De CBE heeft zich voorts op het standpunt gesteld dat er geen aanwijzingen zijn dat met de handgeschreven notities zou zijn gefraudeerd.   Tot slot is ter zitting van de CBE nog een derde toetskans aan [appellante] geboden. [appellante] wilde een derde proeve van bekwaamheid slechts onder haar eigen voorwaarden afleggen en de CBE heeft het standpunt van de examinatoren dat dit niet aanvaardbaar is, begrijpelijk geacht.
Beroepsgronden van [appellante] en de beoordeling daarvan
4.       [appellante] betoogt dat de CBE niet heeft onderkend dat de wijze waarop de door haar uitgevoerde proeven van bekwaamheid zijn beoordeeld, onzorgvuldig is geweest. Daartoe voert zij aan dat de proeven van bekwaamheid op onjuiste wijze zijn beoordeeld omdat de aantekeningen over haar proeven van bekwaamheid niet direct tijdens de waarnemingen zijn gemaakt. Eén van de examinatoren heeft namelijk een rol in het rollenspel gespeeld en pas achteraf aantekeningen gemaakt. Volgens [appellante] is het bovendien onduidelijk of de examinator de aantekeningen heeft gemaakt vóór of na de bespreking met de andere examinator, zodat niet is uitgesloten dat de ene examinator de andere heeft beïnvloed. Ook ontbreken in beide beoordelingen van de proeven van bekwaamheid de volledig ingevulde beoordelingsformulieren. Verder is er volgens haar tekst verwijderd in de aantekeningen, hetgeen zou duiden op fraude. Ook heeft de CBE in de beslissing een onjuist beeld geschetst van de feiten en omstandigheden bij het inzagemoment. Tijdens dit inzagemoment mocht zij geen vragen stellen over de proeve van bekwaamheid en werd er geen feedback gegeven. Zij moest zelf maar uitzoeken wat er fout was. Tot slot heeft de CBE volgens [appellante] niet onderkend dat bij het toekennen van extra tijd vanwege haar beperking ten onrechte onderscheid is gemaakt tussen schriftelijke examens en praktijk- en vaardigheidsexamens.
4.1.    [appellante] heeft niet aannemelijk gemaakt dat de examinatoren haar proeven van bekwaamheid op onzorgvuldige wijze hebben beoordeeld. De CBE heeft op de zitting onweersproken toegelicht dat de rollen van de examinatoren in het rollenspel als patiënt respectievelijk arts tijdens de proeven van bekwaamheid beperkt waren en van korte duur. Dat de examinator die als patiënt aan het rollenspel deelnam bij het invullen van het beoordelingsformulier informatie is vergeten op te schrijven zodat de beoordeling daarom onzorgvuldig is, is niet gebleken. Ook heeft [appellante] niet aannemelijk gemaakt dat die examinator beïnvloed is door de andere examinator bij het invullen van het beoordelingsformulier.
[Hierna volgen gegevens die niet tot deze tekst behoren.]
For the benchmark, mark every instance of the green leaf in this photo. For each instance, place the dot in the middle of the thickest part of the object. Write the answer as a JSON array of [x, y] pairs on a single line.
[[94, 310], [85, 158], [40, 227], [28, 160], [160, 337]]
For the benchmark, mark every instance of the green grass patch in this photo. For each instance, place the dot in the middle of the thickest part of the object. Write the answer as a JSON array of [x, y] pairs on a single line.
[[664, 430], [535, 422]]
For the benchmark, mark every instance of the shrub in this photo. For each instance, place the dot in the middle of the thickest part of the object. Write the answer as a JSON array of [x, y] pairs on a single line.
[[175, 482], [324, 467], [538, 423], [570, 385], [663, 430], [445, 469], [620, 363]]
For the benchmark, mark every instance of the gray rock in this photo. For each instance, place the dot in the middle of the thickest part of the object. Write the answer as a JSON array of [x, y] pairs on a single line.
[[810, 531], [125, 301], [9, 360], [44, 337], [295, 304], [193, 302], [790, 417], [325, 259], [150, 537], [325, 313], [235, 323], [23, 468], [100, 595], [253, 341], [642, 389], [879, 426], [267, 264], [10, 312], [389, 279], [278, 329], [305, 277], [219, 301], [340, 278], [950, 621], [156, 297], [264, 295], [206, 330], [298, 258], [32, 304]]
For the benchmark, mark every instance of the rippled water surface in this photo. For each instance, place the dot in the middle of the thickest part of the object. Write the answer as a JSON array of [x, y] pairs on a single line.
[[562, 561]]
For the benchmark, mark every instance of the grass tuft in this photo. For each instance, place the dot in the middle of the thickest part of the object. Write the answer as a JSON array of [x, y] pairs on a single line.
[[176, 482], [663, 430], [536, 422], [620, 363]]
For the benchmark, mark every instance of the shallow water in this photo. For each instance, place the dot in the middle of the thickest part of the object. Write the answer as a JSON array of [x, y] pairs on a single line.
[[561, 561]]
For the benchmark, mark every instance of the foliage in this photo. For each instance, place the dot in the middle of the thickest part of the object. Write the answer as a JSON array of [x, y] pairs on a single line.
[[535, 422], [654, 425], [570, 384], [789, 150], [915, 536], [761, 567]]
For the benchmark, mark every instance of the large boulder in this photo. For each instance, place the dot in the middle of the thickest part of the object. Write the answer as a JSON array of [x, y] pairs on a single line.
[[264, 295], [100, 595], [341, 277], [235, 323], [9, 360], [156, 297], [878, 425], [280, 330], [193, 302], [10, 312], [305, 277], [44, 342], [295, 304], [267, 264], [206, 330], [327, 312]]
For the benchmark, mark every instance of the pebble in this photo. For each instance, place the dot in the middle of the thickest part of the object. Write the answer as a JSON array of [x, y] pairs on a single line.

Ten aanzien van de beoordelingsformulieren overweegt de Afdeling dat deze weliswaar op een onderdeel niet volledig zijn ingevuld, maar dat hierin wel voldoende is toegelicht en onderbouwd waarom [appellante] onvoldoende heeft gepresteerd. De eindbeoordeling is daarmee voldoende inzichtelijk gemaakt.
De Afdeling is verder van oordeel dat [appellante] geen begin van bewijs heeft geleverd voor de stelling dat met de handgeschreven notities is gefraudeerd.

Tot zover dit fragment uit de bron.